Preço dos imóveis de Fortaleza teve 5ª maior alta do País em 2025
Capital cearense encerra o ano com valorização acima da média nacional e da inflação; Meireles e Aldeota concentram os maiores preços por metro quadrado
Fortaleza encerrou 2025 com uma valorização expressiva no mercado imobiliário residencial, consolidando-se entre as capitais com melhor desempenho no País.
Dados do Índice FipeZAP de Venda Residencial, referentes a dezembro de 2025, mostram que a capital cearense registrou a quinta maior alta anual do Brasil, superando tanto a média nacional quanto a prévia da inflação oficial.

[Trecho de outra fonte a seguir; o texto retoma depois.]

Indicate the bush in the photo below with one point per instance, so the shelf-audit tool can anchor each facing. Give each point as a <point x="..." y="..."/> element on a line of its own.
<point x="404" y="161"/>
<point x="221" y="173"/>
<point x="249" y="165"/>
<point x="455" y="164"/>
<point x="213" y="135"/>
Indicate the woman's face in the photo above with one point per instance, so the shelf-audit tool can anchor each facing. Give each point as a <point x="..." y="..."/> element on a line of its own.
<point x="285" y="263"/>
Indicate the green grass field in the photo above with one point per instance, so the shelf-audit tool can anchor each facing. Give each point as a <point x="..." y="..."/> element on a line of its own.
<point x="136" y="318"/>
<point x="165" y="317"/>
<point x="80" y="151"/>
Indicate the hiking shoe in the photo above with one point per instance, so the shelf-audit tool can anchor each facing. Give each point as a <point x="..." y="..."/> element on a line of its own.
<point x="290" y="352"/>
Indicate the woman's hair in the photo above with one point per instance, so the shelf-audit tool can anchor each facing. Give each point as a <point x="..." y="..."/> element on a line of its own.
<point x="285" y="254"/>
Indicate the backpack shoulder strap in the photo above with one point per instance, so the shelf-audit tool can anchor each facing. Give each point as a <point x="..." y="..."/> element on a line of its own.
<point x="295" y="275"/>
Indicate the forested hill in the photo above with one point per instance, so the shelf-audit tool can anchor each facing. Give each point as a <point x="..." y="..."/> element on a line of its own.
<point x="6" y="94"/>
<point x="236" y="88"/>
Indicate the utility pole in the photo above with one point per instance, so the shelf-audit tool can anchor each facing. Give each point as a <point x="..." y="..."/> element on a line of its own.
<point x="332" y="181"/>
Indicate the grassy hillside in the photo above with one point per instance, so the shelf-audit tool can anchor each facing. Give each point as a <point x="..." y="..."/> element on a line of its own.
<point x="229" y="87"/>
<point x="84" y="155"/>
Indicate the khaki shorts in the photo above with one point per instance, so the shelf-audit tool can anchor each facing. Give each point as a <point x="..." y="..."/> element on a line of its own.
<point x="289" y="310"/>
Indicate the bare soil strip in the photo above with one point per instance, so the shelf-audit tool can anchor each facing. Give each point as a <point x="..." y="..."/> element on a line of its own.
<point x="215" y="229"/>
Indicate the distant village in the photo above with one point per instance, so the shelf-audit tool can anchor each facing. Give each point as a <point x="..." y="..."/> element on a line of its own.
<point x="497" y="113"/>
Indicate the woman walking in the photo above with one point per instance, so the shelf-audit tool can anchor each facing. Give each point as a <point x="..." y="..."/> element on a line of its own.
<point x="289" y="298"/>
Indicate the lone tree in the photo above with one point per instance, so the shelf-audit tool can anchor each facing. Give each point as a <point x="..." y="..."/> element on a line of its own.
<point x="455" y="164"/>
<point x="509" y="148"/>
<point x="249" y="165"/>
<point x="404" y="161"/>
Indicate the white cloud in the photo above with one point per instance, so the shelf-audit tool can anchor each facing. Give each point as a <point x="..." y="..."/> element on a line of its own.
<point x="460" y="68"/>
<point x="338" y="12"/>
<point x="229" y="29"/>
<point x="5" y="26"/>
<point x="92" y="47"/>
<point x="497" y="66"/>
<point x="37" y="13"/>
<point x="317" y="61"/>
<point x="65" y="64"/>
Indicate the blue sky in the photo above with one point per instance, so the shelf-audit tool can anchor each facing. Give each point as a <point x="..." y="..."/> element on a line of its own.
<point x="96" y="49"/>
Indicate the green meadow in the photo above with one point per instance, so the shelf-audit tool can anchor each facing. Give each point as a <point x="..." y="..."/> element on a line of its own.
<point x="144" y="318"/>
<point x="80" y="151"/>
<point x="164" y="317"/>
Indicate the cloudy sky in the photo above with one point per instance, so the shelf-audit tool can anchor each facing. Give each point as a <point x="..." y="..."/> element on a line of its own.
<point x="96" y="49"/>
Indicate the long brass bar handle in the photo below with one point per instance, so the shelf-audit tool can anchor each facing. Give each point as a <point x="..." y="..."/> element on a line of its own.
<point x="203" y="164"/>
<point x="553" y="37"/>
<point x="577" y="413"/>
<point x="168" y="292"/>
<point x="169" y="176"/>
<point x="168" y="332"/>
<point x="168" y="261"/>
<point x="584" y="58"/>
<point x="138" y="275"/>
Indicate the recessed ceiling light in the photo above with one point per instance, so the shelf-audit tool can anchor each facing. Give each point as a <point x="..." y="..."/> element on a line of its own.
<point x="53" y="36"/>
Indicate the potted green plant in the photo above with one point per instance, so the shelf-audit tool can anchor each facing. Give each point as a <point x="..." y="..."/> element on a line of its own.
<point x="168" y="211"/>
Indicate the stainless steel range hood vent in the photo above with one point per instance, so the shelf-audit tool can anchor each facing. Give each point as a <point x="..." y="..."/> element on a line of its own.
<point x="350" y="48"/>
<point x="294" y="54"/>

O preço médio do metro quadrado (m²) na Cidade chegou a R$ 8.963, enquanto a valorização acumulada no ano foi de 12,61%, percentual superior ao registrado em 2024 (11,49%).
No comparativo nacional, o resultado ficou acima da variação média do índice FipeZAP (6,52%) e do Índice Nacional de Preços ao Consumidor Amplo 15 (IPCA-15) (4,18%).
Somente no último mês do ano, Fortaleza apresentou uma alta de 0,89% ante novembro, figurando também como a quinta maior valorização mensal entre as 56 cidades, sendo 22 capitais monitoradas pelo indicador.
Mercado aquecido e mudança no perfil das famílias
Para o economista Davi Azim Filho, parte da valorização observada em Fortaleza está diretamente relacionada à mudança no perfil das famílias e à adaptação do mercado imobiliário a essa nova realidade.
Segundo ele, os imóveis de menor metragem, especialmente os voltados para uma ou duas pessoas, têm sido os mais demandados.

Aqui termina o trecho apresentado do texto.